Rohingya refugee camps rife with child exploitation, report says
Rohingya refugee children cross a bamboo bridge at the Kutupalong refugee camp near Cox's Bazar, Bangladesh, Nov. 8.

Rohingya refugee children are being targeted by labor agents and encouraged to work by their destitute parents amid widespread malnutrition and poverty in the camps, IOM reports



Rohingya refugee children from Myanmar are working grueling hours for paltry pay in Bangladesh, with some being subjected to beatings and sexual assault, the International Organization for Migration (IOM) has found. Independent reporting by Reuters corroborated some of the findings.The results of a probe by the IOM into exploitation and trafficking in Bangladesh's refugee camps, which Reuters reviewed on an exclusive basis, also documented accounts of Rohingya girls as young as 11 being forced into marriages with parents saying the unions would provide protection and economic advancement.

About 450,000 children, or 55 percent of the refugee population, live in teeming settlements near the border with Myanmar after fleeing the destruction of villages where security forces and Buddhist mobs are accused of murder, looting and rape.

Afjurul Hoque Tutul, additional superintendent of police in Cox's Bazar, located near where the camps are based, said 11 checkpoints have been set up to help prevent children from leaving.

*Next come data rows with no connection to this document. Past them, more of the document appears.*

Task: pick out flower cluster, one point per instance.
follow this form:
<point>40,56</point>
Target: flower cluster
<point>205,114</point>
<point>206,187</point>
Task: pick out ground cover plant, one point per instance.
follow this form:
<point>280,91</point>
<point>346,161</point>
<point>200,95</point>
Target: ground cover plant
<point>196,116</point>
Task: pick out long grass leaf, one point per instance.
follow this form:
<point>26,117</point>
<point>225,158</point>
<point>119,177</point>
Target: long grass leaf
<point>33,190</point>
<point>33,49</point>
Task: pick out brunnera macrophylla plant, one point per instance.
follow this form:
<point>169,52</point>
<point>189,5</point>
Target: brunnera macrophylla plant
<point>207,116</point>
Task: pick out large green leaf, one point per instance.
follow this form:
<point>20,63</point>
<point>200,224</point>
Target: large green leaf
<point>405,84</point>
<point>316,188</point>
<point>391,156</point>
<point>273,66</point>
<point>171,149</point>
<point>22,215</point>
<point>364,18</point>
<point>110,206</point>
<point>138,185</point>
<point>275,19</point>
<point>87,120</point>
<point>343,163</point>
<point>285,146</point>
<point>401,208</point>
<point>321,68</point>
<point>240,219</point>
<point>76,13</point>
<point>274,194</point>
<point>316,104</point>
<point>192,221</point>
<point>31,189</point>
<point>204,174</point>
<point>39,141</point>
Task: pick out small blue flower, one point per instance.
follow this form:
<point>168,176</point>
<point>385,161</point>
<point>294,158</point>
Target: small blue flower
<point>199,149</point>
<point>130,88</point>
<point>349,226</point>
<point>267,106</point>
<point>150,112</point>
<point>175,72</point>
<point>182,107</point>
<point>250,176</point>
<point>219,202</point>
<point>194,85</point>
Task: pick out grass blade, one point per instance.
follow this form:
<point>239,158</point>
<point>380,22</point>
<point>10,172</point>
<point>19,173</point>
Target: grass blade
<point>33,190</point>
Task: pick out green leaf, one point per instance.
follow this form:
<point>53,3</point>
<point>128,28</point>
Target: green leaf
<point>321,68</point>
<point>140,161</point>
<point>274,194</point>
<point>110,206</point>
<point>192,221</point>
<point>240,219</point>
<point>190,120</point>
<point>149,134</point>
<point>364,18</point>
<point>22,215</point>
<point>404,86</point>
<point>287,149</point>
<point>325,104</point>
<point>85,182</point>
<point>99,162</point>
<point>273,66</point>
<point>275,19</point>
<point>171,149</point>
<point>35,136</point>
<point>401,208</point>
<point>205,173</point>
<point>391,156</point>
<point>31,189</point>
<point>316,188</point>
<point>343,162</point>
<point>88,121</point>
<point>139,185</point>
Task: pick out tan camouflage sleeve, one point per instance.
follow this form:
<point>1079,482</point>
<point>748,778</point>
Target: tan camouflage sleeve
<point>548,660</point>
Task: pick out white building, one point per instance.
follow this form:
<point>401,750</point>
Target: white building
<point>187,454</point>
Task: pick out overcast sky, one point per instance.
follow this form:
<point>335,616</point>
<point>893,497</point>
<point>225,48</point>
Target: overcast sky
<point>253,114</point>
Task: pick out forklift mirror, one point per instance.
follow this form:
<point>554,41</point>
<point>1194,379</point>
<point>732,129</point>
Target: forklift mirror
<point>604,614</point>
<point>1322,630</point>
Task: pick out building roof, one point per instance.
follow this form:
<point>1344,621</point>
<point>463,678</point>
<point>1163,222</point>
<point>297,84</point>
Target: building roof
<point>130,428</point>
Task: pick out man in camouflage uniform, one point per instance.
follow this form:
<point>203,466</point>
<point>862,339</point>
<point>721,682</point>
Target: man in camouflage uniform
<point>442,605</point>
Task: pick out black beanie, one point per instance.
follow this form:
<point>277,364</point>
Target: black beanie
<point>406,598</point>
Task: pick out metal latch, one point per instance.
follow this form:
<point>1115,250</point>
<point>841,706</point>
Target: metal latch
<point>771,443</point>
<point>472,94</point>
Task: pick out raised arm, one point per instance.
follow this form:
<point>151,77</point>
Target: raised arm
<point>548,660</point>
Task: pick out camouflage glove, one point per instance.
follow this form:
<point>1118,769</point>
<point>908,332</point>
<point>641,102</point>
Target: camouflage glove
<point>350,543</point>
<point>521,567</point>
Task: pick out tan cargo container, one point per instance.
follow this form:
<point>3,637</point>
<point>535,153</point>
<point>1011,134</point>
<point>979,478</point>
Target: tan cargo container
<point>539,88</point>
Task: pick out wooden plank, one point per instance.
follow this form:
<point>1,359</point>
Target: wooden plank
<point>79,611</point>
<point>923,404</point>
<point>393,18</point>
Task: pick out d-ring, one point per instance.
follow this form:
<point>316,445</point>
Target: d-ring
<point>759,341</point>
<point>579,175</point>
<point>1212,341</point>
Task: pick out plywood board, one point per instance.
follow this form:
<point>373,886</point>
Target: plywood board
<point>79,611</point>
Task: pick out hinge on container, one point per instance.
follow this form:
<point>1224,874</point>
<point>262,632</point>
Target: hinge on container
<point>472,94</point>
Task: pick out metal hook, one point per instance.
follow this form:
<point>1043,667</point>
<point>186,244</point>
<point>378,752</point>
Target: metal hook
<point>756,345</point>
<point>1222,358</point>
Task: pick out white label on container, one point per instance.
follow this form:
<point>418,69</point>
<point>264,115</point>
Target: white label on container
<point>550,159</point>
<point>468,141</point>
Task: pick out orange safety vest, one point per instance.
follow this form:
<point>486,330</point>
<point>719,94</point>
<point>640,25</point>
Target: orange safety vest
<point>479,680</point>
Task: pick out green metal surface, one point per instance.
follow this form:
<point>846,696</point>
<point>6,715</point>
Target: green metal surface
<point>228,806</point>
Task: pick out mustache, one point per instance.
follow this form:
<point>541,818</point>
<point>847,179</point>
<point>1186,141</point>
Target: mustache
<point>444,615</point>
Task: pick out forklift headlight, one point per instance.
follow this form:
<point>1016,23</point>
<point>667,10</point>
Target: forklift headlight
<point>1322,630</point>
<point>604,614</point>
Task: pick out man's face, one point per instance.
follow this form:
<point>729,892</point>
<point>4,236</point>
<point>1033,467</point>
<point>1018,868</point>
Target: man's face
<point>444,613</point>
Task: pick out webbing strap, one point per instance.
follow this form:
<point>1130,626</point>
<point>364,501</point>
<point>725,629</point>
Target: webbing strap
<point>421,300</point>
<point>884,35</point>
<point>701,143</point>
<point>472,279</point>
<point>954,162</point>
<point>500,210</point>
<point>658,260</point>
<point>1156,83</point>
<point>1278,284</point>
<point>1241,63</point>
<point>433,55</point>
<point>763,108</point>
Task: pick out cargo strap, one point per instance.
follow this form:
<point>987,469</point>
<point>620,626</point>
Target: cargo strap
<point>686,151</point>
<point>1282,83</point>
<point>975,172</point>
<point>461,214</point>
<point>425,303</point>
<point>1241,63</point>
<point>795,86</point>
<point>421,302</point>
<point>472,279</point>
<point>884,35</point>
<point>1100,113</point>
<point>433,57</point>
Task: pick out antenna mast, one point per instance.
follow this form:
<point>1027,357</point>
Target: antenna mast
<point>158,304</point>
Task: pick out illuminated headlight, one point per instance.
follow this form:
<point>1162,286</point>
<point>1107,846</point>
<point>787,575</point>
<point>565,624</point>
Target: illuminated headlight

"If any Rohingya child is found working, then the owners will be punished," he said.

The IOM's findings, based on discussions with groups of long-term residents and recent arrivals as well as separate interviews by Reuters, have shown that life in the refugee camps is hardly better than life in Myanmar for Rohingya children.

The IOM said children have been targeted by labor agents and encouraged to work by their destitute parents, amid widespread malnutrition and poverty in the camps. Education opportunities are limited for children beyond third grade, and Rohingya boys and girls as young as seven years old confirmed working outside the settlements, according to the findings.

Boys work on farms, at construction sites and on fishing boats, as well as in tea shops and as rickshaw drivers, the IOM and Rohingya residents in the camp reported. Girls typically work as maids and nannies for Bangladeshi families, either in the nearby resort town of Cox's Bazar or in Chittagong, Bangladesh's second-largest city, about 150 kilometers (100 miles) from the camps.

Throughout Bangladesh's refugee settlements, Reuters saw children wandering down muddy streets aimlessly and alone, or sitting listlessly outside tents. Many children were begging along the roadsides. The Inter Sector Coordination Group, which oversees U.N. agencies and charities, said this month it had documented 2,462 unaccompanied and separated children in the camps. The actual number was "likely to be far higher," it said.

Although Rohingya Muslims have lived in Myanmar for decades, the country's Buddhist majority still sees them as invaders from Bangladesh. The government denies them basic rights, and the U.N. has called them the most persecuted minority in the world. Since August alone, after their homes were torched by Buddhist mobs and soldiers, more than 600,000 Rohingya have risked their lives fleeing to Bangladesh.

The initial condemnations were "important," Sarah Margon of the organization Human Rights Watch (HRW) told AFP, "But they stopped, and there has been very little concrete action since then." She called for targeted economic sanctions for bringing an end to "some of the most brutal and horrific atrocities that have been seen in years."

U.S. Secretary of State Rex Tillerson plans to travel to Myanmar on Wednesday to meet Suu Kyi, the nation's leader, as well as army chief General Min Aung Hlaing. A U.S. State Department official responsible for refugee and migration issues Simon Henshaw recently returned from visiting the overflowing refugee camps in Bangladesh, saying the scene in the camps was "shocking." "The scale of the refugee crisis is immense," he said, adding: "The conditions are tough. People are suffering."